To add more than one action to the same rule, click Add new action. Multiple actions on a single rule all execute when the condition is met.


Save the Rule

Click Save and return to save the rule and go back to the Conversation Designer, Save to save the rule and stay on the Conversation Logic tab to create additional rules, or Return without saving to discard the rule.

To edit an existing rule, return to the Conversation Logic tab and click the Edit tab next to Build. Your saved rules will appear here for modification.

Example: Setting Up a Qualifying Question

This walkthrough creates a rule that ends the conversation when a respondent gives a disqualifying answer.
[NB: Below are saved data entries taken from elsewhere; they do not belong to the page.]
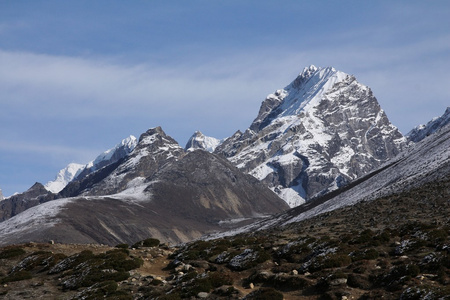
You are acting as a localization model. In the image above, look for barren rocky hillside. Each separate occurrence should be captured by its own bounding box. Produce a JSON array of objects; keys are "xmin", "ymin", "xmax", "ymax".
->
[{"xmin": 1, "ymin": 177, "xmax": 448, "ymax": 299}]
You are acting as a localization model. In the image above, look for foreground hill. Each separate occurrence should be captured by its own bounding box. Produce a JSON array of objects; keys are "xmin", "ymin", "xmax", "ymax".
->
[{"xmin": 0, "ymin": 177, "xmax": 448, "ymax": 299}]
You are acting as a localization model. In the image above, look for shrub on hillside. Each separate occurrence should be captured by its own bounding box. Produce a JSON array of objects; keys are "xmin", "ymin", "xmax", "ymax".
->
[
  {"xmin": 132, "ymin": 238, "xmax": 160, "ymax": 248},
  {"xmin": 0, "ymin": 247, "xmax": 26, "ymax": 259},
  {"xmin": 0, "ymin": 270, "xmax": 32, "ymax": 283},
  {"xmin": 244, "ymin": 287, "xmax": 283, "ymax": 300}
]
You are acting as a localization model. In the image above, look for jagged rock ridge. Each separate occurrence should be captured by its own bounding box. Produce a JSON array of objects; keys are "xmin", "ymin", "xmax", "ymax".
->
[{"xmin": 216, "ymin": 65, "xmax": 406, "ymax": 207}]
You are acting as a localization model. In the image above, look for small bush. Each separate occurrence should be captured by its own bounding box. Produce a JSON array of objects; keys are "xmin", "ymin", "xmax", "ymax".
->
[
  {"xmin": 115, "ymin": 243, "xmax": 129, "ymax": 249},
  {"xmin": 0, "ymin": 270, "xmax": 32, "ymax": 283},
  {"xmin": 207, "ymin": 271, "xmax": 233, "ymax": 287},
  {"xmin": 427, "ymin": 229, "xmax": 448, "ymax": 243},
  {"xmin": 0, "ymin": 247, "xmax": 26, "ymax": 259},
  {"xmin": 351, "ymin": 249, "xmax": 379, "ymax": 261},
  {"xmin": 159, "ymin": 294, "xmax": 182, "ymax": 300},
  {"xmin": 245, "ymin": 287, "xmax": 284, "ymax": 300},
  {"xmin": 322, "ymin": 254, "xmax": 352, "ymax": 269},
  {"xmin": 375, "ymin": 230, "xmax": 392, "ymax": 243},
  {"xmin": 269, "ymin": 274, "xmax": 309, "ymax": 290},
  {"xmin": 132, "ymin": 238, "xmax": 160, "ymax": 248},
  {"xmin": 142, "ymin": 238, "xmax": 160, "ymax": 247},
  {"xmin": 350, "ymin": 229, "xmax": 374, "ymax": 245},
  {"xmin": 185, "ymin": 271, "xmax": 233, "ymax": 296}
]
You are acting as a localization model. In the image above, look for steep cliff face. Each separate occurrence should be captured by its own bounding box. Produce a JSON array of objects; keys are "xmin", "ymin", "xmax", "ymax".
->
[{"xmin": 216, "ymin": 65, "xmax": 406, "ymax": 207}]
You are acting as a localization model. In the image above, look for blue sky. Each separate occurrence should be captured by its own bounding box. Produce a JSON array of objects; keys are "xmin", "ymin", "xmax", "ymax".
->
[{"xmin": 0, "ymin": 1, "xmax": 449, "ymax": 196}]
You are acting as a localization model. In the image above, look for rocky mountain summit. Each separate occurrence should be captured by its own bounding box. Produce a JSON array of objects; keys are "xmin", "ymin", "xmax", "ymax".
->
[
  {"xmin": 185, "ymin": 131, "xmax": 222, "ymax": 152},
  {"xmin": 216, "ymin": 65, "xmax": 407, "ymax": 207}
]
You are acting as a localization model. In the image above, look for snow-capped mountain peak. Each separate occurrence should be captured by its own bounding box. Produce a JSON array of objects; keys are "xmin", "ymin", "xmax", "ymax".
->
[
  {"xmin": 278, "ymin": 66, "xmax": 347, "ymax": 117},
  {"xmin": 216, "ymin": 65, "xmax": 406, "ymax": 207},
  {"xmin": 89, "ymin": 135, "xmax": 137, "ymax": 169},
  {"xmin": 44, "ymin": 163, "xmax": 86, "ymax": 193},
  {"xmin": 250, "ymin": 66, "xmax": 349, "ymax": 132},
  {"xmin": 185, "ymin": 131, "xmax": 222, "ymax": 152},
  {"xmin": 44, "ymin": 135, "xmax": 138, "ymax": 194}
]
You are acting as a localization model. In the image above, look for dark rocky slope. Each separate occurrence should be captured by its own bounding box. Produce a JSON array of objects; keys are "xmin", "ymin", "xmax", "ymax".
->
[{"xmin": 0, "ymin": 178, "xmax": 448, "ymax": 299}]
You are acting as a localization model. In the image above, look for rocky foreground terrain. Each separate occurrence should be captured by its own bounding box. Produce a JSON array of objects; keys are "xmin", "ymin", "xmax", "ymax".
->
[{"xmin": 0, "ymin": 177, "xmax": 448, "ymax": 300}]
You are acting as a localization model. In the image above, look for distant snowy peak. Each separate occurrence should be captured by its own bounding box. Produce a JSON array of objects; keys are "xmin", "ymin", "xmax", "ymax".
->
[
  {"xmin": 185, "ymin": 131, "xmax": 222, "ymax": 152},
  {"xmin": 45, "ymin": 163, "xmax": 85, "ymax": 193},
  {"xmin": 44, "ymin": 135, "xmax": 138, "ymax": 194},
  {"xmin": 85, "ymin": 135, "xmax": 137, "ymax": 172},
  {"xmin": 0, "ymin": 188, "xmax": 4, "ymax": 201},
  {"xmin": 406, "ymin": 107, "xmax": 450, "ymax": 143}
]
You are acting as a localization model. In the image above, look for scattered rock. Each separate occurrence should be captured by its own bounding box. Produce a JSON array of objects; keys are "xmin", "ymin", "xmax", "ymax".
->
[
  {"xmin": 330, "ymin": 278, "xmax": 348, "ymax": 286},
  {"xmin": 198, "ymin": 291, "xmax": 209, "ymax": 298}
]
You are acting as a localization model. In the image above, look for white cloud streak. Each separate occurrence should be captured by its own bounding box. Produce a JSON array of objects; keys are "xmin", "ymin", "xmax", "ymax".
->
[{"xmin": 1, "ymin": 30, "xmax": 449, "ymax": 138}]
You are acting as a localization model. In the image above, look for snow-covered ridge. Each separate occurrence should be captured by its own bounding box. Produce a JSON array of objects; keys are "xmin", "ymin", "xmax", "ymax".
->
[
  {"xmin": 406, "ymin": 107, "xmax": 450, "ymax": 143},
  {"xmin": 89, "ymin": 135, "xmax": 137, "ymax": 169},
  {"xmin": 185, "ymin": 131, "xmax": 222, "ymax": 152},
  {"xmin": 44, "ymin": 135, "xmax": 137, "ymax": 193},
  {"xmin": 44, "ymin": 163, "xmax": 85, "ymax": 193},
  {"xmin": 277, "ymin": 65, "xmax": 348, "ymax": 118}
]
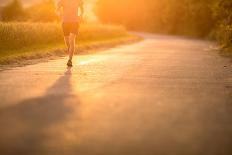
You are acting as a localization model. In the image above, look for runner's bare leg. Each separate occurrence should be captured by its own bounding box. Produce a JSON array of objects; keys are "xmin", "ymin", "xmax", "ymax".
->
[
  {"xmin": 64, "ymin": 36, "xmax": 70, "ymax": 53},
  {"xmin": 68, "ymin": 33, "xmax": 76, "ymax": 60}
]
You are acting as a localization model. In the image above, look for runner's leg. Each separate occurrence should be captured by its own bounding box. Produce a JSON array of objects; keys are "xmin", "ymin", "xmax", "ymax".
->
[
  {"xmin": 64, "ymin": 36, "xmax": 70, "ymax": 53},
  {"xmin": 68, "ymin": 33, "xmax": 76, "ymax": 60}
]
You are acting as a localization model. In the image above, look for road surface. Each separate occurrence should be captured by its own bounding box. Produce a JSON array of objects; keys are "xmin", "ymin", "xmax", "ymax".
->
[{"xmin": 0, "ymin": 33, "xmax": 231, "ymax": 155}]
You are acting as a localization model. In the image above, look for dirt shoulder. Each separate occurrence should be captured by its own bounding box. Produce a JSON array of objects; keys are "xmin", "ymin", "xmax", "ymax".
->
[{"xmin": 0, "ymin": 35, "xmax": 141, "ymax": 69}]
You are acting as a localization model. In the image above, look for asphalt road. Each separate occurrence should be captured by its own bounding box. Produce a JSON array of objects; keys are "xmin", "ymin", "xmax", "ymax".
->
[{"xmin": 0, "ymin": 33, "xmax": 231, "ymax": 155}]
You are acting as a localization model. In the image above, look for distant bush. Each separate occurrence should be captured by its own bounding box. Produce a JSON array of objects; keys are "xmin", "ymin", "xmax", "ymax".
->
[
  {"xmin": 1, "ymin": 0, "xmax": 26, "ymax": 21},
  {"xmin": 26, "ymin": 0, "xmax": 59, "ymax": 22},
  {"xmin": 1, "ymin": 0, "xmax": 59, "ymax": 22}
]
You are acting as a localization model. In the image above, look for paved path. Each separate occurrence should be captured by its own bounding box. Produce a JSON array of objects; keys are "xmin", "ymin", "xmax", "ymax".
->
[{"xmin": 0, "ymin": 33, "xmax": 231, "ymax": 155}]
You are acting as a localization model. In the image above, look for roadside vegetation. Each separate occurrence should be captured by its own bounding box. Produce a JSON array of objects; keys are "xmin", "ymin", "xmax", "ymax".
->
[
  {"xmin": 96, "ymin": 0, "xmax": 232, "ymax": 52},
  {"xmin": 0, "ymin": 22, "xmax": 136, "ymax": 64},
  {"xmin": 0, "ymin": 0, "xmax": 138, "ymax": 65},
  {"xmin": 0, "ymin": 22, "xmax": 128, "ymax": 50}
]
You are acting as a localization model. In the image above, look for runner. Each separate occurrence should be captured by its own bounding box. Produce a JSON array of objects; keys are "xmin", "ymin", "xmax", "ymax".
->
[{"xmin": 56, "ymin": 0, "xmax": 84, "ymax": 67}]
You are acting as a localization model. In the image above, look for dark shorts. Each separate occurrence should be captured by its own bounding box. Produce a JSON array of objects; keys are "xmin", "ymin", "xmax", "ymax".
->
[{"xmin": 62, "ymin": 22, "xmax": 79, "ymax": 36}]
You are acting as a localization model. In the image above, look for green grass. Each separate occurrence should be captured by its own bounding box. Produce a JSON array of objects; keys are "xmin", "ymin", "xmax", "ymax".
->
[{"xmin": 0, "ymin": 22, "xmax": 139, "ymax": 65}]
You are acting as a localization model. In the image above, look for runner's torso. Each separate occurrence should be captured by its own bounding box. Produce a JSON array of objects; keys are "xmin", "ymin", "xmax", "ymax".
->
[{"xmin": 59, "ymin": 0, "xmax": 83, "ymax": 22}]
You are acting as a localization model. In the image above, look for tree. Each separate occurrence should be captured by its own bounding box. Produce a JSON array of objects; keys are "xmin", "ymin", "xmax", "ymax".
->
[
  {"xmin": 213, "ymin": 0, "xmax": 232, "ymax": 48},
  {"xmin": 2, "ymin": 0, "xmax": 25, "ymax": 21},
  {"xmin": 96, "ymin": 0, "xmax": 217, "ymax": 36},
  {"xmin": 27, "ymin": 0, "xmax": 59, "ymax": 22}
]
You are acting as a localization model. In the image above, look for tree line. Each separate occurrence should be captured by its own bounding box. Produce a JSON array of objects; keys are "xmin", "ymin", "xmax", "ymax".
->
[
  {"xmin": 0, "ymin": 0, "xmax": 58, "ymax": 22},
  {"xmin": 96, "ymin": 0, "xmax": 231, "ymax": 49}
]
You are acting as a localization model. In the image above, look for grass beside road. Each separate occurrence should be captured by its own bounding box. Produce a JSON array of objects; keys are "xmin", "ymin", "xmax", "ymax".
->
[{"xmin": 0, "ymin": 22, "xmax": 140, "ymax": 65}]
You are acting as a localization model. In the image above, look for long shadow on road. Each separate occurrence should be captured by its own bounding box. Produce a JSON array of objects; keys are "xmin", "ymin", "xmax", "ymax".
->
[{"xmin": 0, "ymin": 67, "xmax": 78, "ymax": 155}]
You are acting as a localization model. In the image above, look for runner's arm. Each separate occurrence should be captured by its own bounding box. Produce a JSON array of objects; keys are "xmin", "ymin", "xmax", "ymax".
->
[
  {"xmin": 56, "ymin": 0, "xmax": 63, "ymax": 17},
  {"xmin": 79, "ymin": 0, "xmax": 84, "ymax": 19}
]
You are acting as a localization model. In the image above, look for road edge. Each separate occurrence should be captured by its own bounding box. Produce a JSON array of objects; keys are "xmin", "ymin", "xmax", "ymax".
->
[{"xmin": 0, "ymin": 35, "xmax": 142, "ymax": 69}]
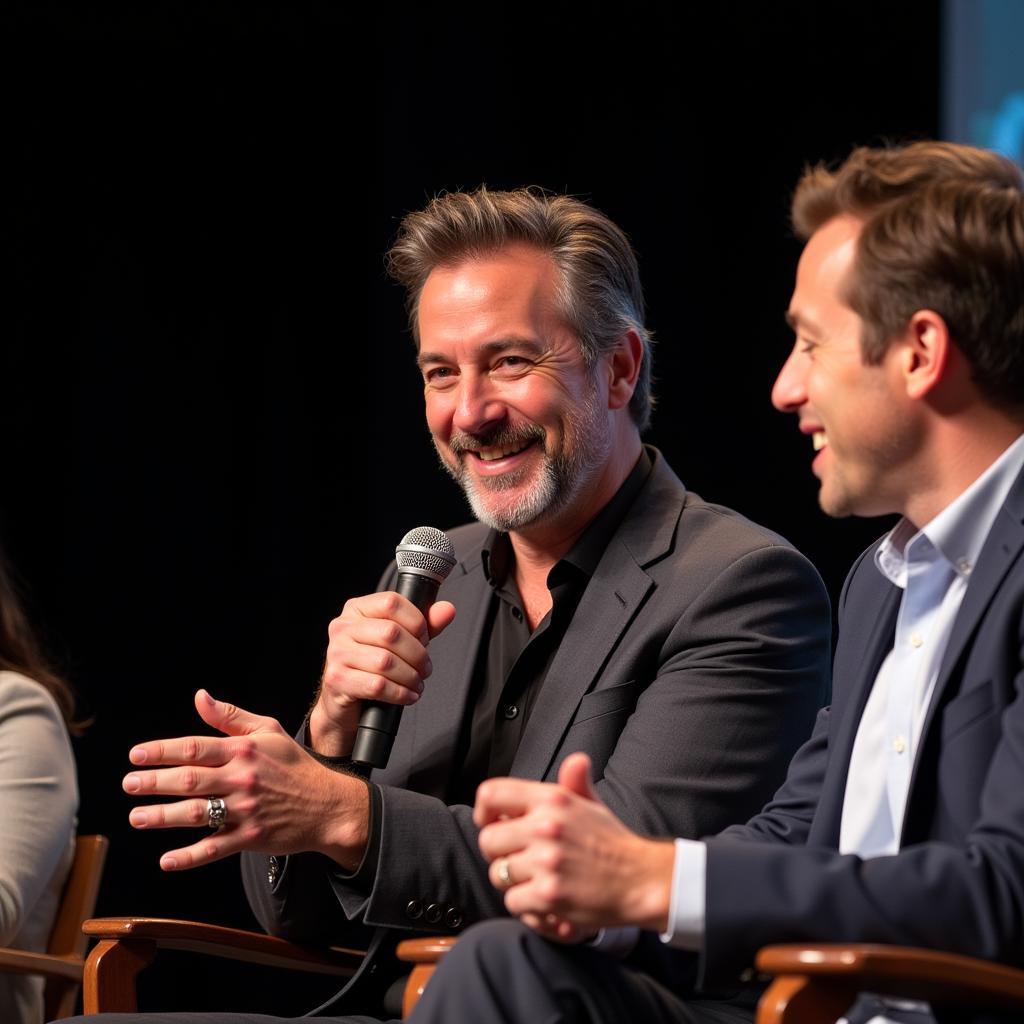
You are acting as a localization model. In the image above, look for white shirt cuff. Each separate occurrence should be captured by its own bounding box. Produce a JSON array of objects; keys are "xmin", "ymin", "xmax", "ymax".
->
[{"xmin": 660, "ymin": 838, "xmax": 706, "ymax": 950}]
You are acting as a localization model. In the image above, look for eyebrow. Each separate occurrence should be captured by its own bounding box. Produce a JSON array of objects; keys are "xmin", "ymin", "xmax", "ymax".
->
[
  {"xmin": 416, "ymin": 337, "xmax": 545, "ymax": 369},
  {"xmin": 784, "ymin": 309, "xmax": 822, "ymax": 336}
]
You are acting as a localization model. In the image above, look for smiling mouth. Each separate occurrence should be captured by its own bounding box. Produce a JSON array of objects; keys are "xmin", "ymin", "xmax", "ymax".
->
[{"xmin": 473, "ymin": 440, "xmax": 536, "ymax": 462}]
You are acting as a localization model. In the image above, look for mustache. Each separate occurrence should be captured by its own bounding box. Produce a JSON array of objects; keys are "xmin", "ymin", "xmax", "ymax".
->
[{"xmin": 448, "ymin": 423, "xmax": 545, "ymax": 456}]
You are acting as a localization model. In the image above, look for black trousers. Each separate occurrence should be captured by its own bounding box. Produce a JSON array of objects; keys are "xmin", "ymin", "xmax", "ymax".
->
[
  {"xmin": 404, "ymin": 921, "xmax": 946, "ymax": 1024},
  {"xmin": 406, "ymin": 919, "xmax": 752, "ymax": 1024}
]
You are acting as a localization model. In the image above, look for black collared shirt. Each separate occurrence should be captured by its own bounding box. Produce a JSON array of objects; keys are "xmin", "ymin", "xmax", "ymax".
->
[{"xmin": 449, "ymin": 448, "xmax": 653, "ymax": 805}]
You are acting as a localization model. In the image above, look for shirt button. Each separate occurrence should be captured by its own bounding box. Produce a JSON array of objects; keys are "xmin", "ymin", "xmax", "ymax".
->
[
  {"xmin": 511, "ymin": 607, "xmax": 523, "ymax": 622},
  {"xmin": 957, "ymin": 558, "xmax": 972, "ymax": 575},
  {"xmin": 892, "ymin": 736, "xmax": 907, "ymax": 754},
  {"xmin": 909, "ymin": 633, "xmax": 923, "ymax": 648},
  {"xmin": 425, "ymin": 903, "xmax": 443, "ymax": 924},
  {"xmin": 503, "ymin": 704, "xmax": 519, "ymax": 719}
]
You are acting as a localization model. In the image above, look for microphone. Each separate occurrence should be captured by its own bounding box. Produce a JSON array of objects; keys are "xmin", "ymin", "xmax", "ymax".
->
[{"xmin": 351, "ymin": 526, "xmax": 456, "ymax": 769}]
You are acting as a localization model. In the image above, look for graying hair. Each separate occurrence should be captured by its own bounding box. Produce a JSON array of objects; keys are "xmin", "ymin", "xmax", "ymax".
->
[{"xmin": 386, "ymin": 186, "xmax": 655, "ymax": 431}]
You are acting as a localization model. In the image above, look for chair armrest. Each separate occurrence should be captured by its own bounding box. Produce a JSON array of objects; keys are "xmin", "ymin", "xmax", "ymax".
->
[
  {"xmin": 755, "ymin": 944, "xmax": 1024, "ymax": 1024},
  {"xmin": 83, "ymin": 917, "xmax": 363, "ymax": 974},
  {"xmin": 396, "ymin": 936, "xmax": 457, "ymax": 1017},
  {"xmin": 82, "ymin": 917, "xmax": 365, "ymax": 1014},
  {"xmin": 0, "ymin": 947, "xmax": 83, "ymax": 982}
]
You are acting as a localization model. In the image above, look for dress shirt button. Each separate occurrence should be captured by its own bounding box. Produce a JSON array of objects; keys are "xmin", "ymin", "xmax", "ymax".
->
[
  {"xmin": 405, "ymin": 899, "xmax": 424, "ymax": 920},
  {"xmin": 503, "ymin": 703, "xmax": 519, "ymax": 719},
  {"xmin": 425, "ymin": 903, "xmax": 443, "ymax": 924},
  {"xmin": 909, "ymin": 633, "xmax": 923, "ymax": 648},
  {"xmin": 892, "ymin": 736, "xmax": 907, "ymax": 754},
  {"xmin": 957, "ymin": 557, "xmax": 972, "ymax": 575},
  {"xmin": 511, "ymin": 607, "xmax": 523, "ymax": 622},
  {"xmin": 445, "ymin": 907, "xmax": 463, "ymax": 929}
]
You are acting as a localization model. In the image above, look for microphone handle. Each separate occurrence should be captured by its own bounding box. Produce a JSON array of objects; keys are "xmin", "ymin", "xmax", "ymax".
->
[{"xmin": 350, "ymin": 571, "xmax": 441, "ymax": 768}]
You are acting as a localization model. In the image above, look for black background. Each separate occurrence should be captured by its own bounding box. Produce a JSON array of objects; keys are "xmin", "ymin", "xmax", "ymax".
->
[{"xmin": 1, "ymin": 2, "xmax": 939, "ymax": 1014}]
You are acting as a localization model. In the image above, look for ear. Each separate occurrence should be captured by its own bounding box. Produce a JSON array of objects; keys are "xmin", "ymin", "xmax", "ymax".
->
[
  {"xmin": 606, "ymin": 329, "xmax": 644, "ymax": 411},
  {"xmin": 899, "ymin": 310, "xmax": 952, "ymax": 401}
]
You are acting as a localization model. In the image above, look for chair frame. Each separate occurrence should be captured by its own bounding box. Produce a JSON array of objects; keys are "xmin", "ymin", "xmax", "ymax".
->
[
  {"xmin": 85, "ymin": 920, "xmax": 1024, "ymax": 1021},
  {"xmin": 0, "ymin": 834, "xmax": 108, "ymax": 1021},
  {"xmin": 81, "ymin": 917, "xmax": 365, "ymax": 1014}
]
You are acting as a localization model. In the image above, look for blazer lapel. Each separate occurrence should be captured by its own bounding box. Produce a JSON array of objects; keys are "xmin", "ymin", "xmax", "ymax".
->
[
  {"xmin": 911, "ymin": 472, "xmax": 1024, "ymax": 765},
  {"xmin": 811, "ymin": 570, "xmax": 900, "ymax": 844},
  {"xmin": 510, "ymin": 542, "xmax": 654, "ymax": 779},
  {"xmin": 510, "ymin": 453, "xmax": 684, "ymax": 781}
]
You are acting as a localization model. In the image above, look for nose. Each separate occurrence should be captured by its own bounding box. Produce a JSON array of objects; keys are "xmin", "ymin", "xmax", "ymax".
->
[
  {"xmin": 771, "ymin": 344, "xmax": 807, "ymax": 414},
  {"xmin": 452, "ymin": 371, "xmax": 506, "ymax": 435}
]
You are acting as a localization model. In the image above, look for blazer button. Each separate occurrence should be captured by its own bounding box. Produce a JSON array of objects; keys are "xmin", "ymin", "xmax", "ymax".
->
[
  {"xmin": 425, "ymin": 903, "xmax": 443, "ymax": 925},
  {"xmin": 503, "ymin": 704, "xmax": 519, "ymax": 719},
  {"xmin": 405, "ymin": 899, "xmax": 424, "ymax": 920},
  {"xmin": 445, "ymin": 907, "xmax": 463, "ymax": 929}
]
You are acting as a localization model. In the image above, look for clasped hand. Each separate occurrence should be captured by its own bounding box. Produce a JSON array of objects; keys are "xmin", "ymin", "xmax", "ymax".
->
[
  {"xmin": 475, "ymin": 752, "xmax": 674, "ymax": 939},
  {"xmin": 124, "ymin": 689, "xmax": 368, "ymax": 871}
]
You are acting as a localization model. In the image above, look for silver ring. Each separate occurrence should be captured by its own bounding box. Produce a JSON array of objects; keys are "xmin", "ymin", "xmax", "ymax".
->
[
  {"xmin": 206, "ymin": 797, "xmax": 227, "ymax": 830},
  {"xmin": 496, "ymin": 857, "xmax": 513, "ymax": 888}
]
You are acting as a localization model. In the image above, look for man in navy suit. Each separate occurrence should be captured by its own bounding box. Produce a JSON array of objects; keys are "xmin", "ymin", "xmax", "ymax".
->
[{"xmin": 406, "ymin": 141, "xmax": 1024, "ymax": 1024}]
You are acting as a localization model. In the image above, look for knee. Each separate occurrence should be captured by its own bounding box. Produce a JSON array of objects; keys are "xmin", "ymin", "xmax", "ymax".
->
[
  {"xmin": 443, "ymin": 918, "xmax": 544, "ymax": 977},
  {"xmin": 452, "ymin": 917, "xmax": 535, "ymax": 956}
]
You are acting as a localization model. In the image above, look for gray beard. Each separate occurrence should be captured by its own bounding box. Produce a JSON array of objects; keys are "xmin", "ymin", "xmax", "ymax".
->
[{"xmin": 436, "ymin": 391, "xmax": 611, "ymax": 533}]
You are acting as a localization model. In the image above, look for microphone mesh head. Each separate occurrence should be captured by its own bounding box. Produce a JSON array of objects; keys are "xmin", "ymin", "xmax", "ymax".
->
[{"xmin": 396, "ymin": 526, "xmax": 457, "ymax": 581}]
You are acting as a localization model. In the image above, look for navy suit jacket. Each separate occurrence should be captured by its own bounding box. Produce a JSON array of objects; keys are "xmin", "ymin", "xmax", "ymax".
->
[{"xmin": 699, "ymin": 464, "xmax": 1024, "ymax": 987}]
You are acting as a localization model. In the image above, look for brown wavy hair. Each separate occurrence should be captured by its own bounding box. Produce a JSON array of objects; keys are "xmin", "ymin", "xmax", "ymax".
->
[
  {"xmin": 792, "ymin": 141, "xmax": 1024, "ymax": 414},
  {"xmin": 0, "ymin": 549, "xmax": 84, "ymax": 735}
]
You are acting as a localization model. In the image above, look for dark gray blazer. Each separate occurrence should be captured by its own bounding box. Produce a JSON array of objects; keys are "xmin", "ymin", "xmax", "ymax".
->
[
  {"xmin": 243, "ymin": 449, "xmax": 830, "ymax": 1004},
  {"xmin": 699, "ymin": 464, "xmax": 1024, "ymax": 988}
]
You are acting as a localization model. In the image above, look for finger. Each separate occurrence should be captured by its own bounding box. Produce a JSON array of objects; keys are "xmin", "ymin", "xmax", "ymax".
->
[
  {"xmin": 520, "ymin": 912, "xmax": 583, "ymax": 944},
  {"xmin": 474, "ymin": 776, "xmax": 554, "ymax": 827},
  {"xmin": 129, "ymin": 797, "xmax": 229, "ymax": 831},
  {"xmin": 324, "ymin": 629, "xmax": 428, "ymax": 702},
  {"xmin": 157, "ymin": 826, "xmax": 250, "ymax": 872},
  {"xmin": 128, "ymin": 734, "xmax": 233, "ymax": 768},
  {"xmin": 426, "ymin": 600, "xmax": 456, "ymax": 639},
  {"xmin": 503, "ymin": 876, "xmax": 559, "ymax": 920},
  {"xmin": 123, "ymin": 765, "xmax": 220, "ymax": 798},
  {"xmin": 339, "ymin": 615, "xmax": 434, "ymax": 673},
  {"xmin": 488, "ymin": 852, "xmax": 527, "ymax": 892},
  {"xmin": 337, "ymin": 591, "xmax": 431, "ymax": 643},
  {"xmin": 195, "ymin": 690, "xmax": 287, "ymax": 738},
  {"xmin": 557, "ymin": 752, "xmax": 597, "ymax": 802},
  {"xmin": 478, "ymin": 811, "xmax": 563, "ymax": 860}
]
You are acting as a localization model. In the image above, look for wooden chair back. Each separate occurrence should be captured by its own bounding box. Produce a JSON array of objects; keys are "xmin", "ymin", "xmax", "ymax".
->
[{"xmin": 45, "ymin": 834, "xmax": 109, "ymax": 1019}]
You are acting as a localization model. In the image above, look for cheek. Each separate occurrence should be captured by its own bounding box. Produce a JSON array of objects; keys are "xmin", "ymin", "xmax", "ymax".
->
[
  {"xmin": 423, "ymin": 395, "xmax": 454, "ymax": 440},
  {"xmin": 513, "ymin": 376, "xmax": 581, "ymax": 420}
]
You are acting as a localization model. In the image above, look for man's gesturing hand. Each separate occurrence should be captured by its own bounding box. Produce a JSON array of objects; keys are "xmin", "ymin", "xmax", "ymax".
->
[
  {"xmin": 310, "ymin": 591, "xmax": 456, "ymax": 757},
  {"xmin": 124, "ymin": 689, "xmax": 370, "ymax": 872},
  {"xmin": 475, "ymin": 753, "xmax": 675, "ymax": 937}
]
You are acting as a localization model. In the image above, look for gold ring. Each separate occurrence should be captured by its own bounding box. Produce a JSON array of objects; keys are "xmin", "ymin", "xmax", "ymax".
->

The example uses a Yes/No question ("Are you over 21?") where answering "No" should end the conversation.

  • In the Conversation Designer, click on your qualifying question, then click Properties > and note the question ID from the dropdown at the top of the Properties panel.
  • Click the Conversation Logic tab.
  • Click Add New under the Build tab.
  • Under Define condition(s), click Select question... and choose the question ID you noted. The questions are usually in order, but verify against the ID to be sure.
  • Leave the operator set to equals. In the value field, enter no.
  • Under Define action(s), select Complete survey from the dropdown.
  • Click Save and return.

Tips for Effective Logic Rules

Place qualifying questions early. If a respondent does not meet your criteria, ending the conversation on the first page respects their time and keeps your data clean. A respondent who answers ten questions before being disqualified is a poor experience for both of you.

Use Yes/No or Radiogroup for condition triggers. These question types produce predictable, single-value answers that make conditions straightforward to define. Open-ended or multi-select questions are harder to build reliable conditions around because the possible values are less constrained.

Test every path. If you have three possible branches, you need three separate test runs. A logic rule that works for one path does not guarantee the others are configured correctly.

Keep rules simple. A single condition with a single action is easiest to test and troubleshoot. If you find yourself chaining many conditions and actions on one rule, consider whether restructuring your conversation (adding pages, reordering questions) would achieve the same result more reliably.